Despite having not received comprehensive data from North Dakota, one of the largest natural gas-producing states in the country, E&E reported the U.S. oil and gas industry averaged about 20 oil or gas spills a day in 2013, which is an increase of about 18 percent from 2012.
Why is some of the data from North Dakota missing? According to the Associated Press, nearly 300 oil spills and 750 “oil field incidents” that occurred in the state since January 2012 went unreported.
Why did those spills go unreported? Because North Dakota regulators are not required to report all oil spills under state law, the AP reported.
The same goes for Colorado, according to another report recently released by the Center for Western Priorities (CWP). Though the organization is also nonpartisan, its stated goal is to “ensure that Western land and resources are being used responsibly.”
As part of a comprehensive project that includes an interactive map of all oil and gas spills in both Colorado and New Mexico from 2000 to 2013, the CWP noted that the data shows far more spills in New Mexico (10,300) than Colorado (4,900) in large part because New Mexico has tougher regulations about the reporting of spills.
“For example, oil and gas companies in New Mexico are required to report the unauthorized release of natural gas in significant quantities,” the CWP wrote in a press release. “They are not required to do so in Colorado.”
Spills in Colorado tended to cluster in areas that have seen a large boost in drilling over the past two decades — specifically rural parts of Weld, Garfield, La Plata and Las Animas counties. However, more residential counties like Arapahoe, Adams, Boulder and Larimer were not exempt.
In 2013 specifically, there were 531 total spills of either oil, brine, drilling water or other types of chemicals in Colorado. While that’s a significant rise from the 398 spills reported in 2012, it’s only an average of 1.47 spills a day, which is far below the national average. And of the spills that have been reported thus far in 2014 (156), only nine have caused and ground or surface water contamination, according to CWP data.

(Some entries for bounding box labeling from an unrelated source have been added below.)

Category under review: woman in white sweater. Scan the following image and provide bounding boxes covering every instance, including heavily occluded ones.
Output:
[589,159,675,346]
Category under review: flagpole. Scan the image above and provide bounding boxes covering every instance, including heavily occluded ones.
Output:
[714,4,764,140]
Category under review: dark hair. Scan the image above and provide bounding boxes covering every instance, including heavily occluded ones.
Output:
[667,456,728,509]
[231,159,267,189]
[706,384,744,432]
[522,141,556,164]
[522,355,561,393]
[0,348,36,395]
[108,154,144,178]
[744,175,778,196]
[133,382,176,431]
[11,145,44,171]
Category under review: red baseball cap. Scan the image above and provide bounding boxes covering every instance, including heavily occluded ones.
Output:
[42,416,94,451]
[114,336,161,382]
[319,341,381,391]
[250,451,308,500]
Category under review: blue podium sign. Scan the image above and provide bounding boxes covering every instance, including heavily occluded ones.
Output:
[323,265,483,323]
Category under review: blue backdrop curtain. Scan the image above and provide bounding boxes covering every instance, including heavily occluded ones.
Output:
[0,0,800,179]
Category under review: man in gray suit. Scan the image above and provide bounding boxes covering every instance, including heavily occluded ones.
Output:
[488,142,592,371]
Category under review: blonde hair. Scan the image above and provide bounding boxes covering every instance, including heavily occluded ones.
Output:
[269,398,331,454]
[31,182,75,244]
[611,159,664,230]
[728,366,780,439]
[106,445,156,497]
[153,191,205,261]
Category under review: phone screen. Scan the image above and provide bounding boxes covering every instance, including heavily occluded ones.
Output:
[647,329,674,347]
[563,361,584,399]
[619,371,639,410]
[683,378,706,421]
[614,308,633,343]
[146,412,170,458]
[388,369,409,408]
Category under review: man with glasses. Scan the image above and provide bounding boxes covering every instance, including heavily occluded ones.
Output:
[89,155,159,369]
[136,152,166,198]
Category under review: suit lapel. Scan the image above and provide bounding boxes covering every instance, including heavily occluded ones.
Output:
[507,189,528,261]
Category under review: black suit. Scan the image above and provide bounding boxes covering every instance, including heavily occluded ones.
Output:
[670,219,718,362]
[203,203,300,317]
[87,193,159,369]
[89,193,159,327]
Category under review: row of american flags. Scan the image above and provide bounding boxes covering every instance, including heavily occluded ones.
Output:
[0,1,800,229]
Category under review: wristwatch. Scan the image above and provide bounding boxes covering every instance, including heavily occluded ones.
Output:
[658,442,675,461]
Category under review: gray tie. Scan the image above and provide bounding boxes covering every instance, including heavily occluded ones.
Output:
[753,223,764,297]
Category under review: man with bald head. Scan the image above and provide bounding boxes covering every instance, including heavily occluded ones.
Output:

No two oil and gas spills are alike, either. In 2011 in neighboring Arapahoe and Adams counties, there were spills ranging from 42 to 6,258 gallons. According to CWP policy director Greg Zimmerman, all spills above 5 barrels, which is about 210 gallons, must be reported. And due to legislation that was new as of 2014, a release of 1 barrel outside of containment must now also be reported in Colorado.
While some may believe the increase in Colorado oil and gas spills from 2012 to 2013 is simply an unavoidable byproduct of a boom in oil and gas drilling, Zimmerman isn’t so sure.
“Yes, drilling is high in Colorado, but it’s not at an all-time high,” he said. “In fact, there was more drilling in 2008 than there was in 2013.”
Considering Colorado had 140 fewer spills in 2008, Zimmerman said there appears to be no clear reason why the state saw more spills in 2013.
But one thing does appear to be clear: The number of oil and gas spills in Colorado has increased almost every year since 2000, and the pace set thus far in 2014 doesn’t indicate any significant reductions.
Whether the spills expose the environment to 42 gallons of toxic materials or 10,000, each has the potential to cause damage, Zimmerman said. And the fact that Colorado is averaging more than one of these spills each “isn’t cutting it.”
“These numbers shine a spotlight on the oil and gas industry’s significant spill problem,” Zimmerman said. “Part of responsible energy development is holding companies to the highest standards and minimizing the release of toxic materials onto land and into water.”